Wat ging er minder goed?
  • Ik heb geprobeerd om het didactische model van Jelle Jacobs toe te passen op deze les. Achteraf gezien heb ik een stapje overgeslagen. Ik heb de leerlingen meteen het hoekenwerk laten doen, waardoor ze niet eerst creatief oplossingen hebben kunnen zoeken. De rest van het didactische model heb ik wel juist toegepast.

Wat haal ik hier uit?
Ik ben al gegroeid in het geven van techniek. De eerste keer dat ik de theorie rond techniek zag, begreep ik nog niet hoe dat in de praktijk moest omzetten. Ik vind deze les toch al een goed begin. Ik heb geprobeerd om rekening te houden met het didactisch model en met de TOS21-matrix. Ik weet dat het niet volledig gelukt is, maar alle begin is moeilijk. Naar volgende keer toe ga ik proberen om nog meer vakken in te vullen bij de TOS21-matrix en om de stap die ik overgeslagen heb bij het didactisch model  niet meer over te slagen. Ik ben blij dat ik de kans om techniek te geven gekregen heb, nu begrijp ik het beter.

Een les over magneten...

Hey bloggers,

Mijn stage is achter de rug. Het was leuk, maar vermoeiend. Om mijn blog verder uit te werken, heb ik besloten om over een paar lessen wereldoriëntatie, die ik op stage gegeven heb, te reflecteren.

Eén van die lessen was de les rond magneten.
Toen ik dit onderwerp kreeg, was ik enthousiast. Ik vond het een uitdaging om een les techniek te geven. Ik ben beginnen brainstormen en had veel ideeën, maar toen zag ik dat ik maar 50 minuten had om deze les te geven. Dat vond ik jammer, want zo moest ik vele ideeën schrappen.

Ik ben begonnen met een leuke instap. Ik had de leerlingen voor een probleem gezet. Ik had een potje gevuld met zand en daar een paperclip in gestoken. Ik wilde de paperclip terug, maar ik wilde mijn handen niet vuil maken. De leerlingen begonnen meteen allerlei oplossingen aan te geven, maar niet de juiste. Toen gaf ik ze enkele materialen, waaronder een magneet. Daarna hadden ze het snel door dat ik de paperclip met de magneet moest aantrekken.

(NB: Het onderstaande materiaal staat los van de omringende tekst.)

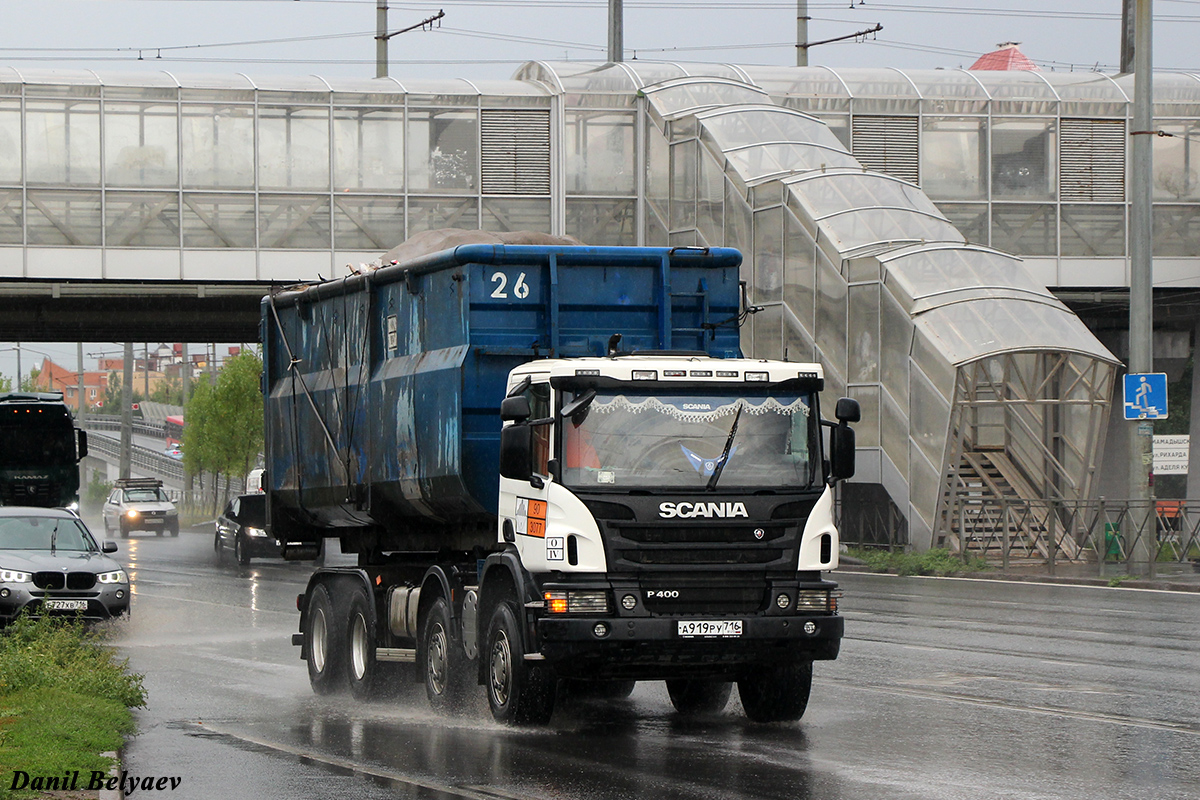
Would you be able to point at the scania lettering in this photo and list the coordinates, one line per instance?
(555, 469)
(688, 510)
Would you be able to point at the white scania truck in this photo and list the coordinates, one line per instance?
(557, 473)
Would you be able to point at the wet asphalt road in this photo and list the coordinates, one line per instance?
(946, 689)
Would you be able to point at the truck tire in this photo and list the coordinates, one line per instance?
(324, 642)
(441, 665)
(519, 692)
(777, 695)
(691, 696)
(361, 668)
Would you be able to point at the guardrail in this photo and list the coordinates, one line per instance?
(156, 463)
(1102, 533)
(113, 422)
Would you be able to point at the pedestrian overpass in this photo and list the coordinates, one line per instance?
(879, 210)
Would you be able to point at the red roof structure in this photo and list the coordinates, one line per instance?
(1007, 56)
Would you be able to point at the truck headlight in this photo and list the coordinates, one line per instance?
(816, 600)
(577, 602)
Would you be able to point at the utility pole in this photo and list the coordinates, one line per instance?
(126, 459)
(1141, 265)
(383, 36)
(616, 31)
(802, 32)
(83, 401)
(1127, 35)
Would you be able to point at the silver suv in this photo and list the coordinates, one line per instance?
(139, 504)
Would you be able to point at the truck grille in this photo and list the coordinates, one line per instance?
(701, 596)
(637, 547)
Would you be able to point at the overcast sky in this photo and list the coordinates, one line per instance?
(490, 38)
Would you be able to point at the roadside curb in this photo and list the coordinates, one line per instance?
(1159, 584)
(113, 771)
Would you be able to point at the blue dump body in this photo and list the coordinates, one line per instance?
(383, 390)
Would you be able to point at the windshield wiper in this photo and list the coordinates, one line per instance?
(725, 453)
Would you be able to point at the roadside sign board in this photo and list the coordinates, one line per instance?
(1145, 396)
(1171, 453)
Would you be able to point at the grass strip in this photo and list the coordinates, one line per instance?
(939, 561)
(65, 698)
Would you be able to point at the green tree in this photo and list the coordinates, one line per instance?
(114, 396)
(223, 431)
(169, 390)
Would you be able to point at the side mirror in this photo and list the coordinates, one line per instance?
(841, 451)
(847, 410)
(577, 407)
(515, 409)
(516, 451)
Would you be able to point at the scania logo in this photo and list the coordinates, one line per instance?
(707, 510)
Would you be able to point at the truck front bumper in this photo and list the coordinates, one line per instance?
(651, 649)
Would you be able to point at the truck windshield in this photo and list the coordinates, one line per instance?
(37, 533)
(36, 446)
(683, 440)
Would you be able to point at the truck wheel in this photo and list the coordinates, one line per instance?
(361, 667)
(519, 692)
(691, 696)
(324, 641)
(777, 695)
(439, 661)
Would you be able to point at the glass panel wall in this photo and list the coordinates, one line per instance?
(219, 146)
(216, 220)
(142, 220)
(293, 148)
(141, 144)
(443, 150)
(63, 142)
(369, 150)
(10, 140)
(954, 158)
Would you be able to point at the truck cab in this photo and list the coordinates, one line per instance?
(678, 500)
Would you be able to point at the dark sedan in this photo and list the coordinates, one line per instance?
(241, 528)
(51, 564)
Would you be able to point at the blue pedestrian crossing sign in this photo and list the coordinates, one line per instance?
(1145, 396)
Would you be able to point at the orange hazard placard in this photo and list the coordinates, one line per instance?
(537, 521)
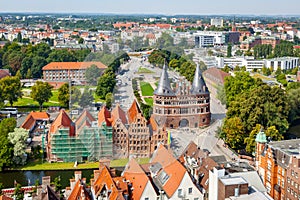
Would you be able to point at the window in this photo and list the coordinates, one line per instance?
(179, 191)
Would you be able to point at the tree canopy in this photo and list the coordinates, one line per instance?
(41, 92)
(10, 88)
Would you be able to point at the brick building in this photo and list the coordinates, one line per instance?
(186, 106)
(57, 73)
(132, 133)
(252, 41)
(278, 164)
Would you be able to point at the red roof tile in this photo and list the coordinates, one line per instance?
(32, 117)
(135, 174)
(104, 116)
(133, 111)
(62, 120)
(72, 65)
(118, 113)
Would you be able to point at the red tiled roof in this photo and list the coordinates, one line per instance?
(104, 179)
(104, 116)
(62, 120)
(79, 192)
(133, 111)
(172, 167)
(31, 118)
(118, 113)
(3, 197)
(72, 65)
(85, 119)
(135, 174)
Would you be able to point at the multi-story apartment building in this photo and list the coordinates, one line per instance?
(187, 106)
(79, 141)
(250, 63)
(60, 72)
(255, 40)
(278, 164)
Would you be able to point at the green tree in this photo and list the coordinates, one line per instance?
(18, 139)
(92, 74)
(19, 37)
(41, 92)
(80, 40)
(234, 132)
(221, 94)
(108, 100)
(86, 98)
(293, 97)
(18, 193)
(106, 84)
(11, 89)
(28, 74)
(229, 50)
(6, 151)
(250, 140)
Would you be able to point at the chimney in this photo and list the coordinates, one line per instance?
(77, 175)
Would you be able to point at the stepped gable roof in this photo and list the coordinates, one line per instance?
(62, 120)
(72, 65)
(104, 116)
(105, 181)
(164, 86)
(133, 111)
(3, 197)
(198, 86)
(170, 176)
(118, 113)
(85, 119)
(32, 117)
(79, 192)
(4, 73)
(135, 174)
(153, 123)
(216, 75)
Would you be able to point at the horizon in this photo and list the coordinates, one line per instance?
(155, 7)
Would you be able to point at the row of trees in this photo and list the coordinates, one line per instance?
(284, 48)
(252, 105)
(180, 63)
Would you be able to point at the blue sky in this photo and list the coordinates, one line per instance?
(169, 7)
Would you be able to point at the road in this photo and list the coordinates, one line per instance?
(205, 138)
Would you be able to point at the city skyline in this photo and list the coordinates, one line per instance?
(166, 7)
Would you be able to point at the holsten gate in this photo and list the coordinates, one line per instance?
(185, 105)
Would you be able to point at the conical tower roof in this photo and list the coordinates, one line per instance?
(164, 87)
(199, 86)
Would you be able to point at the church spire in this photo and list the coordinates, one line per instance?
(164, 87)
(199, 86)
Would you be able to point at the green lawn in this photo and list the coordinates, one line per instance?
(146, 89)
(64, 166)
(55, 96)
(143, 70)
(149, 101)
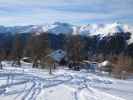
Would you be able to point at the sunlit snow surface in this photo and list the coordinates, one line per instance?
(36, 84)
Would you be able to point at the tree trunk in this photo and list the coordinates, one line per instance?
(50, 69)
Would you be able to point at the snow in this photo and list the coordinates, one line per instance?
(58, 55)
(27, 83)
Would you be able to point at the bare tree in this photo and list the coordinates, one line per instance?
(17, 50)
(2, 57)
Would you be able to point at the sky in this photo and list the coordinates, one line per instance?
(31, 12)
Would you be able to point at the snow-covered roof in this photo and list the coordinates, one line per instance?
(58, 55)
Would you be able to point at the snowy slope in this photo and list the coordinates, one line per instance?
(64, 28)
(34, 84)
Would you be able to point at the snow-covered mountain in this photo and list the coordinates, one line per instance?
(65, 28)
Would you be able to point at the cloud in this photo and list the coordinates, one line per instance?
(22, 12)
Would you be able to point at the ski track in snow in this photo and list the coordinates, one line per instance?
(32, 85)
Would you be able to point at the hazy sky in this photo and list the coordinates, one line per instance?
(23, 12)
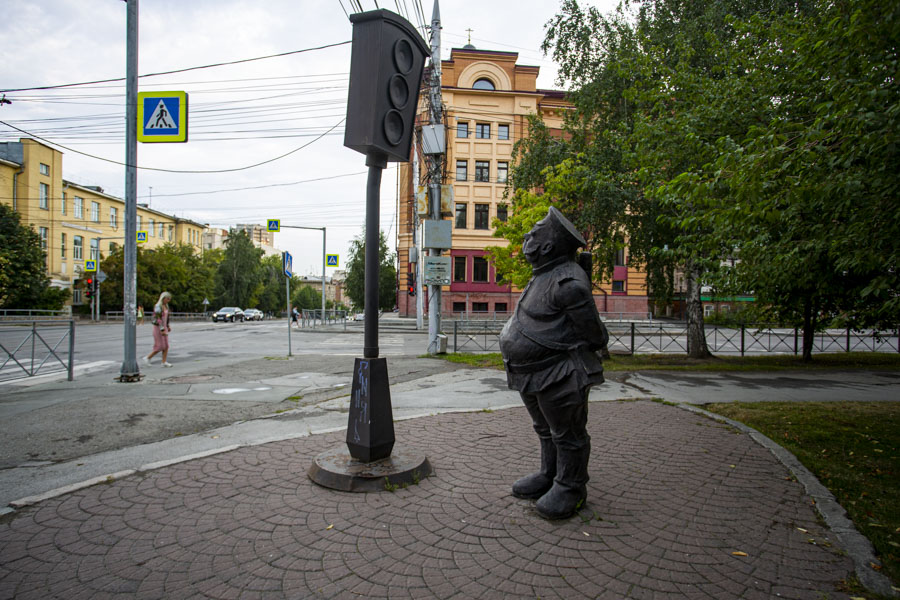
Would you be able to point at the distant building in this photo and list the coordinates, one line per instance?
(487, 97)
(76, 222)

Daarna gaf ik elke leerling een magneet en mochten ze in de klas rondlopen en uittesten welke voorwerpen er aangetrokken werden en welke niet. De leerlingen waren telkens enthousiast als ze iets gevonden hadden dat de magneet aantrok. Na het zoeken in de klas moesten de leerlingen in groepjes gaan zitten en moesten de ze enkele proeven uitvoeren. Bij elke proef moesten ze eerst noteren wat ze dachten dat er ging gebeuren. En op het einde van een proef werden de verschillende bevindingen van alle groepjes besproken. Op die manier waren de leerlingen zelfontdekkend aan het leren. Bij de laatste proef moesten de leerlingen zelf een kompas maken met een naald, een kurk, een kommetje water en een magneet. Ze moesten er zelf achter komen hoe ze dat moesten doen. Dit lukte heel goed doordat ze in de vorige proef ontdekt hadden dat je metalen voorwerpen ook zelf magnetisch kon laten maken en ook doordat de leerlingen in het thema ervoor over de windrichtingen en het kompas geleerd hadden.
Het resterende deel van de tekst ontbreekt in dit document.